Brandon S. Allbery KF8NH wrote:
On May 27, 2007, at 17:23 , Andrew Coppin wrote:
Personally, I try to avoid ever using list comprehensions. But every now and then I discover an expression which is apparently not expressible without them - which is odd, considering they're only "sugar"...
They are. But they're sugar for monadic operations in the list monad, so you have to use (>>=) and company to desugar them. [x | filter even x, x <- [1..10]] becomes do { x <- [1..10]; return (filter even x) } becomes ([1..10] >>= return . filter even).

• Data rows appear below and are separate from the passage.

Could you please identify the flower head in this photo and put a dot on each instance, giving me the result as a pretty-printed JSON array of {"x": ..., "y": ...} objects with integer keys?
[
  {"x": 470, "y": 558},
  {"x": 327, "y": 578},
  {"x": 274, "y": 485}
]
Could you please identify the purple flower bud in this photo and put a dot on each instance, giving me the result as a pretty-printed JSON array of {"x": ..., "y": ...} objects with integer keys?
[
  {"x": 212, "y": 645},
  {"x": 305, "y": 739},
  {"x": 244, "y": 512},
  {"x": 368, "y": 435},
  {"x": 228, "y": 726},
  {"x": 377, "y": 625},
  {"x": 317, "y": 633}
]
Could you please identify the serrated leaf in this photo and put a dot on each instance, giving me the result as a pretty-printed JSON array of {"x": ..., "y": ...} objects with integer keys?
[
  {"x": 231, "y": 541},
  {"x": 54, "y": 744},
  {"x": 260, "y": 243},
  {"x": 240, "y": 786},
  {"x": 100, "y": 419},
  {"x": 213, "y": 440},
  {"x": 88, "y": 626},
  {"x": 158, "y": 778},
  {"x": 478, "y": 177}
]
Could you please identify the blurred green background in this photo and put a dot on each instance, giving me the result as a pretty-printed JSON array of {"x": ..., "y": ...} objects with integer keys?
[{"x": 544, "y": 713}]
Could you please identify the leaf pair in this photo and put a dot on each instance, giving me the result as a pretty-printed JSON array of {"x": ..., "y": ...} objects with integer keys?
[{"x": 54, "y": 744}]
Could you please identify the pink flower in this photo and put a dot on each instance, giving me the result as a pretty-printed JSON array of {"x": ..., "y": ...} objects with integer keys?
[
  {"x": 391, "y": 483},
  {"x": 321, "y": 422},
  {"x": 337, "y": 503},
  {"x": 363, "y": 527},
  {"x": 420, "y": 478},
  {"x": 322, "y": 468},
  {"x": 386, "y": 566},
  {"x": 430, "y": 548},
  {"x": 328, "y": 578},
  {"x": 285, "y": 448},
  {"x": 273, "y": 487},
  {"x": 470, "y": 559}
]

(Aren't you glad you asked?)
Mmm... LOL! Actually, I recently read something in a book called The Fun of Programming. It basically explains how to implement Prolog in Haskell, including presenting an extremely inefficient way to factorise integers: factors n = do x <- [1..100] y <- [1..100] if x * y == n then return (x,y) else [] I should point out that desugaring do-blocks is possibly one of the hardest things for a Haskell newbie to figure out, but I think I've mastered it now. What we actually have above is factors n = [1..100] >>= \x -> [1..100] >>= \y -> if x * y == n then [(x,y)] else [] which makes it quite clear why "x <- [1..100]" actually causes x to range over all the numbers in the list. (That's the great thing about monads - sometimes it can be hard to wrap your mind around what they actually do when used in nontrivial ways...) Of course, the book explains how to write a new monad that allows infinite lists to be used, and yet still find all factors in finite time. (This involves the Evil ******* Function From Hell I mentioned a while ago.) And then they go on to explain how to implement unification - something I would never have worked out in a million years. And after reading the whole chapter, finally I understand how it is possible for Prolog to exist, even though computers aren't intelligent... Then again, later on in the very same book there's a chapter entitled "Fun with Phantom Types", which made precisely no sense at all... (I find this a lot with Haskell. There is stuff that is clearly written, fairly easily comprehensible, and extremely interesting. And then there's stuff that no matter how many times you read it, it just makes no sense at all. I'm not sure exactly why that is.)